Notification Destinations

Notification destinations define where CloudQuery Platform sends notifications when alerts are triggered or policy violations are detected. Each destination is an HTTP endpoint that receives POST requests with event details.

Creating a notification destination

  1. In the sidebar, click your user icon and select Admin Settings.
  2. Navigate to the Notification Destinations section.
  3. Click Add notification destination.
  4. Configure the following fields:

Destination name — a label to identify this destination when configuring alerts (e.g., “Slack - Security Channel” or “PagerDuty”).

Destination URL — the HTTP(S) endpoint to send notifications to. For Slack, use an Incoming Webhook URL. For other services, use their webhook or API endpoint.

Web request body — the JSON payload sent with each notification. Use placeholder variables to include dynamic alert data.

HTTP Headers — optional headers included with the request. Set Content-Type: application/json for most destinations.

Enabled — whether this destination is active. Disabled destinations do not receive notifications.

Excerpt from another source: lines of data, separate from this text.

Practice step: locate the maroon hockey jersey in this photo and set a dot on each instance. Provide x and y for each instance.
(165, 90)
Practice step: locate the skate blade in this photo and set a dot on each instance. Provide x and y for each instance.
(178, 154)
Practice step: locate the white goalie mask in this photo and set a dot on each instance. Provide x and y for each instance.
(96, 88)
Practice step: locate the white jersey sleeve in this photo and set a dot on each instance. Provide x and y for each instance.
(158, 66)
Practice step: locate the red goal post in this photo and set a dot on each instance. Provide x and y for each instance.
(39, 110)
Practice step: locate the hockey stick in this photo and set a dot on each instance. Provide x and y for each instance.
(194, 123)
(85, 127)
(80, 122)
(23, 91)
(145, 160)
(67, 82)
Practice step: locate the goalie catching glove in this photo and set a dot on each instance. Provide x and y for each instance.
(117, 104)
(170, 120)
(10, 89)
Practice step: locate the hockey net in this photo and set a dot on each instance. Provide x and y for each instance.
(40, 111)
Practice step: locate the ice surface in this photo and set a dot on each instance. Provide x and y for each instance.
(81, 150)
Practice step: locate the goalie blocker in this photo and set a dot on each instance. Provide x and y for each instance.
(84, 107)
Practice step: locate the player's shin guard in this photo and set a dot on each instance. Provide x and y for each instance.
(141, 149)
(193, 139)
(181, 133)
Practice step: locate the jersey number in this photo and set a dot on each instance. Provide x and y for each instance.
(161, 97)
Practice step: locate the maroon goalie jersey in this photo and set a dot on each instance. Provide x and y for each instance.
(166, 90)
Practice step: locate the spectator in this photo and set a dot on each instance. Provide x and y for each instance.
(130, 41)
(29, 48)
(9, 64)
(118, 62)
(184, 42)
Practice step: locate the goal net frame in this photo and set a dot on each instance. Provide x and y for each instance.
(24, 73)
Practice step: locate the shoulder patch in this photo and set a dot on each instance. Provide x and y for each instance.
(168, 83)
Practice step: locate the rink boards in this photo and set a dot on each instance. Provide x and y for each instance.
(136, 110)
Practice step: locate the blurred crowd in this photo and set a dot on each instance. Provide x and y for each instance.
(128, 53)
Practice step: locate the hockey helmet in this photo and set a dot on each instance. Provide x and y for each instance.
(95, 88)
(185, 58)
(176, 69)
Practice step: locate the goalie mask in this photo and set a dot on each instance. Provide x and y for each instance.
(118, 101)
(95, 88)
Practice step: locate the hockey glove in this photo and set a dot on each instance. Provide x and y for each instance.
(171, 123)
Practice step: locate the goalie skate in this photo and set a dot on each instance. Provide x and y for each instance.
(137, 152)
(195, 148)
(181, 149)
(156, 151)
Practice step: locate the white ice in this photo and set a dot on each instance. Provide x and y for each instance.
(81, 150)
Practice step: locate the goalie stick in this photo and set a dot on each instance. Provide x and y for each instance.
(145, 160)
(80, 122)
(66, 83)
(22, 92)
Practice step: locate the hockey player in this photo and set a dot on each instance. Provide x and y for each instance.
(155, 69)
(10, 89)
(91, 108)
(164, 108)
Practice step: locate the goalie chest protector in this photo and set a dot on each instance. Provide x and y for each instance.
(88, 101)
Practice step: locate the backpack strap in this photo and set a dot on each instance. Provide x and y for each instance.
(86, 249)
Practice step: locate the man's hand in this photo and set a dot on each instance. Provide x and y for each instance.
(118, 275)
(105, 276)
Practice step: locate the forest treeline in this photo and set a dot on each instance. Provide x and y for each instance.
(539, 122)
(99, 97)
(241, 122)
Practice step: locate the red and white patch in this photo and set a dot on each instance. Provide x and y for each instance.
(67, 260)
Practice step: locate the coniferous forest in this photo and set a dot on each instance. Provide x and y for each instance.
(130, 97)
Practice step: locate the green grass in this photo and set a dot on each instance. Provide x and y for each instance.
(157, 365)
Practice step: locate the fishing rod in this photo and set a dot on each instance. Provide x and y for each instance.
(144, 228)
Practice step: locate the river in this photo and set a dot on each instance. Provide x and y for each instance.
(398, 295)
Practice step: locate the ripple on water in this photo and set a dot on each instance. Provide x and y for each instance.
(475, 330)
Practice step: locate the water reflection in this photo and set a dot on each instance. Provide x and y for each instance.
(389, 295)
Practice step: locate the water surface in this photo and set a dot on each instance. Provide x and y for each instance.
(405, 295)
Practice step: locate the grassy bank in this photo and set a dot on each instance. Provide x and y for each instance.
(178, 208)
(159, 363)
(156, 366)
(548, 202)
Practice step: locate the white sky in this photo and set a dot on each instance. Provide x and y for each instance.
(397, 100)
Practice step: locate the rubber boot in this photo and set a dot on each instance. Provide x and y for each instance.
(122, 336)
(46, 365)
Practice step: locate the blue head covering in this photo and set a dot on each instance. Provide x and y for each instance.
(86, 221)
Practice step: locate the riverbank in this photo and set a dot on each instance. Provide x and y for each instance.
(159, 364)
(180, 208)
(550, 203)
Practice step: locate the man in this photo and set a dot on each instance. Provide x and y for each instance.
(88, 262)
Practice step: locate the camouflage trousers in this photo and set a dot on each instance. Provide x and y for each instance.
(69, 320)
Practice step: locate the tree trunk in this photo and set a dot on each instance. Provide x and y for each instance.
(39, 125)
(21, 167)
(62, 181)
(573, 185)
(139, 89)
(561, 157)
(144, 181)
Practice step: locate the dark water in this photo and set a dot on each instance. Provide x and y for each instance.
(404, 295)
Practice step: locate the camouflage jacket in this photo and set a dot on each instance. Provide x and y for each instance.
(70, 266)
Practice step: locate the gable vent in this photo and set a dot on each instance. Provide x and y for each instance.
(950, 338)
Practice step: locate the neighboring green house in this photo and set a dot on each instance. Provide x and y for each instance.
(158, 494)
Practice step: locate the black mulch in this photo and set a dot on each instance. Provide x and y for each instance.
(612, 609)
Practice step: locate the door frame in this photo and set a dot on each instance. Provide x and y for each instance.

  1. Click Save notification destination.

Testing a destination

After saving, click Send test notification to verify the endpoint is reachable and the payload format is correct. Test notifications send the configured body with placeholder variables unreplaced — they show the raw template text.

Placeholder variables

Use these variables in the web request body to include dynamic data from the triggering alert:

VariableDescription
{{query_name}}The name of the query the alert is configured on
{{query_url}}Direct URL to the query in the CloudQuery Platform SQL Console
{{alert_status}}Current alert state: triggered or inactive
{{alert_severity}}The severity level configured for the alert
{{alert_message}}The custom message configured for the alert
{{alert_violations}}The number of rows returned by the query

Example: Slack webhook

To send alert notifications to a Slack channel:

  1. Create a Slack Incoming Webhook for your target channel.
  2. Set the Destination URL to the webhook URL.
  3. Add the header: Content-Type: application/json.
  4. Use this request body:
{ "text": "*{{alert_status}}* — {{query_name}}\nSeverity: {{alert_severity}}\nViolations: {{alert_violations}}\n<{{query_url}}|View in CloudQuery>" }

Example: Generic webhook

For services like PagerDuty, Opsgenie, or custom HTTP endpoints:

{ "title": "CloudQuery Alert: {{query_name}}", "status": "{{alert_status}}", "severity": "{{alert_severity}}", "message": "{{alert_message}}", "violations": "{{alert_violations}}", "url": "{{query_url}}" }

Managing destinations

Notification destinations are shared across all alerts. You can:

  • Edit a destination’s URL, body, headers, or enabled status at any time
  • Delete a destination — alerts using it will stop sending to that endpoint
  • Add the same destination to multiple alerts

Troubleshooting

Notifications are not being received

  • Verify the destination URL is reachable from the CloudQuery Platform server.
  • Check that the Content-Type header matches what the receiving service expects (usually application/json).
  • Use the Send test notification button to confirm the endpoint responds.
  • Alerts only send notifications on state changes — see Alerts: How alerts work for details.

Destination cannot parse the request body

Ensure the Content-Type header is set correctly. Most webhook endpoints expect application/json, but some services require application/x-www-form-urlencoded or other content types.